Placement of these lines represents a more important consideration. Operators should look for more than the linear feet necessary to accommodate a small steam table and cold table. They also need to factor in the immediate surrounding environment, says Hester. This includes the impacts of HVAC vents and heat lamps.

“I see a lot of windows with heat lamps where the radiant heat overflows the shelf where you lay the plate. The glow comes off of the window … if you lay it out in a way so the heat lamp is radiating down on the cold plans, you are not going to be compliant,” says Hester.

Similarly, operators should consider how these pieces impact and are impacted by nearby equipment. The location of a new assembly line, for instance, could make servicing existing equipment for repair more difficult by cutting off access panels or simply not leaving a service technician without enough room to work.

When creating to-go assembly lines, factor in the equipment, Hester says. Operators should pay attention to access panels for these pieces and work with their design partner to specify equipment with key components accessible from the front, making these items easier to repair.
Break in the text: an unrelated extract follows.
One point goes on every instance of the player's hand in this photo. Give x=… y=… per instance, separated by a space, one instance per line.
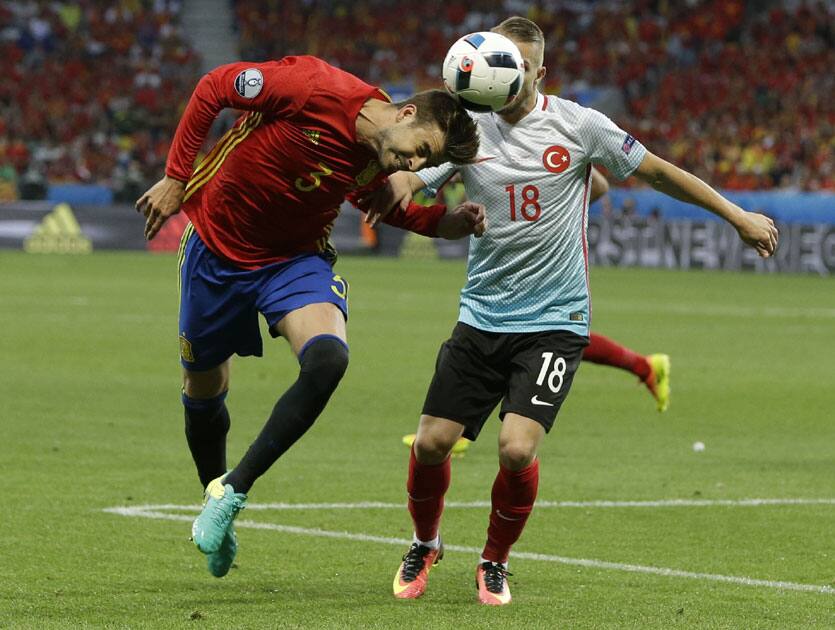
x=758 y=231
x=465 y=219
x=161 y=201
x=396 y=192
Similarly, having units put on casters makes them easier to move. This can speed up repairs and limit disruptions to a kitchen when a piece needs emergency service.

When a piece does go down, operators should think about the best time to have a field technician in their kitchens. While a broken unit is never easy on a business, many foodservice operations can have the primary line absorb to-go demand. This could provide flexibility in scheduling service.

And flexibility might be necessary, simply due to square footage. Adding a to-go line to an existing kitchen may crowd an already crowded space. Putting a repair technician in the mix might not be possible during peak hours. Operators should consider this when placing a service call.

“Think about the small footprint,” Hester advises. “There are a lot of situations where the lesser of two evils is to tell the technician to come later.”

With the explosion of online and app-based ordering, assembly lines dedicated to these customers can support efficient operations. To make kitchens with these lines work as well as possible, operators should be thoughtful about how they are set up and serviced.